How To Convert The Coordinates When Turning A Vcf File Into A Bed File
Entering edit mode
7.8 years ago
win ▴ 890

Hello all, I have a gVCF from Illumina and i want to slice out data from it. The is a list of SNP, some of which are rs# and others are chromosomal coordinates. For e.g. chromosome 11 and position 89017961

I am planning to use Tabix and i wanted to know the correct format for the BED file for SNP becuase of 0 basing in BED.

Should it be 11 89017961-89017962 or 11 89017960-89017961

and should it also be chr11 instead of 11?

Thanks in advance.

bed snp vcf • 8.5k views
Entering edit mode

In addition to the great answers below you might also find the following tutorial useful: Cheat sheet for one-based vs zero-based coordinate systems

Entering edit mode
7.8 years ago

In vcf2bed, we convert from 1-based, closed [start, end] Variant Call Format v4 (VCF) to sorted, 0-based, half-open [start-1, end) extended BED data (cite).

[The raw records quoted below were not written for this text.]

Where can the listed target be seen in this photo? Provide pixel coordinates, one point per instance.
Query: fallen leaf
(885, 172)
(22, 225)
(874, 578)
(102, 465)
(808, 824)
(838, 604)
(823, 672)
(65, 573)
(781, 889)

For your example, a single-base variant at position 89017961 would map to 89017960-89017961, by default.

(Other custom variant process options are available to handle the coordinates in a different fashion; see the documentation for information about the --snvs, --insertions and --deletions command-line options.)

If you plan to integrate your data with other UCSC-formatted BED datasets, consistently using the prefix chr for chromosome names is a good idea, especially if you plan to integrate toolkits like BEDOPS, GROK or Bedtools to process BED datasets, but there are other approaches you can take, depending on the data or the lab or institution you're working with.

You can fix a lot of this stuff with standard UNIX piping. Building processing pipelines with UNIX pipes is a powerful option.

For example, convert to BED and look at the first few lines with head:

$ vcf2bed < foo.vcf | head

Then use awk or other tools of choice to modify fields with prefixes, remove capitalization, etc.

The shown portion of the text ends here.